(535h) Activity Coefficient Acquisition with Thermodynamics-Informed Active Learning for Phase Diagram Construction | AIChE

(535h) Activity Coefficient Acquisition with Thermodynamics-Informed Active Learning for Phase Diagram Construction

Authors 

Maginn, E., University of Notre Dame
Knowledge on the activity coefficients of all components in a mixture, particularly their composition and temperature dependances, allows for the full determination of a wide range of thermodynamic properties. However, the experimental or computational determination of activity coefficients is costly, time consuming, and error prone. As such, an intermediate approach is proposed in this work using Gaussian processes (GPs) and active learning. The term “intermediate” is used to signify a model that is not fully predictive (it requires some experimental data for any given system) but not fully correlative either (it requires less data than classical models, while being non-parametric and natively handling experimental uncertainty).
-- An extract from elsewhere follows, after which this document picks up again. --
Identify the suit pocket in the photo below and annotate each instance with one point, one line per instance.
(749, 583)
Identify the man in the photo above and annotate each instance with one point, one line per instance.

Working with synthetic data generated using the NRTL model on a wide temperature range (250-550 K) for several binary mixtures, the best procedures to describe activity coefficients using GPs are initially assessed, particularly on how to leverage their physical bounds and the best choice of kernels for GP-based regression. It is found that, when the GPs are trained using pure-component virtual points and against the natural logarithm of activity coefficients, 20 data points (equally distributed throughout the full composition and temperature windows) are sufficient to fully correlate the activity coefficients of all components in all systems. Moreover, the GP-predicted activity coefficients are found to simultaneously describe the vapor-liquid equilibrium (VLE), liquid-liquid equilibrium (LLE), and solid-liquid equilibrium (SLE) phase diagrams of all systems involved, even when equilibrium occurs at temperatures outside the region used to train the GPs (extrapolation).

Having demonstrated the ability of GPs to accurately correlate activity coefficient data, active learning algorithms were then developed to construct phase diagrams. The idea behind this strategy is to fit a GP to a limited amount of initial data, compute its standard deviation on a composition/temperature grid, and use a standard-deviation-based metric (known as acquisition function or policy) to select the next points to probe experimentally or computationally. The use of active learning had a tremendous impact on the amount of data needed to describe the phase diagrams of all systems studied. This was most advantageous when target-specific workflows (error-propagation-based acquisition functions and standard deviations based on the estimated phase diagram at each active learning iteration) were designed to construct VLE and SLE phase diagrams, with many cases requiring as little as a single data point to obtain accurate descriptions. Moreover, the accuracy and performance of these phase-diagram-targeted active learning algorithms can be improved by selecting a tighter criterion for the acquisition function, at the expense of more training data being required. In fact, the ability to define a trade-off between accuracy and amount of data is a GP-specific advantage not offered by any other thermodynamic model and is particularly useful when fast screenings of multiple mixtures are desired.

Finally, the active learning algorithms were applied to experimental case-studies, namely the SLE and VLE phase diagrams of deep eutectic solvents (choline chloride/urea, thymol/menthol, and thymol/TOPO), as well as single ion activity coefficients and ternary VLE phase diagrams. Not only was active learning shown to be a valuable tool to minimize the amount of data needed to describe these datasets, but GPs were also shown to be superior to NRTL due to the scarce active-learning-acquired datasets and experimental uncertainty. These results also illustrated many modifications that can be undertaken to tailor both GP formulations and active learning workflows to specific computational or experimental applications, such as different GP inputs, active learning algorithms, and stopping criteria.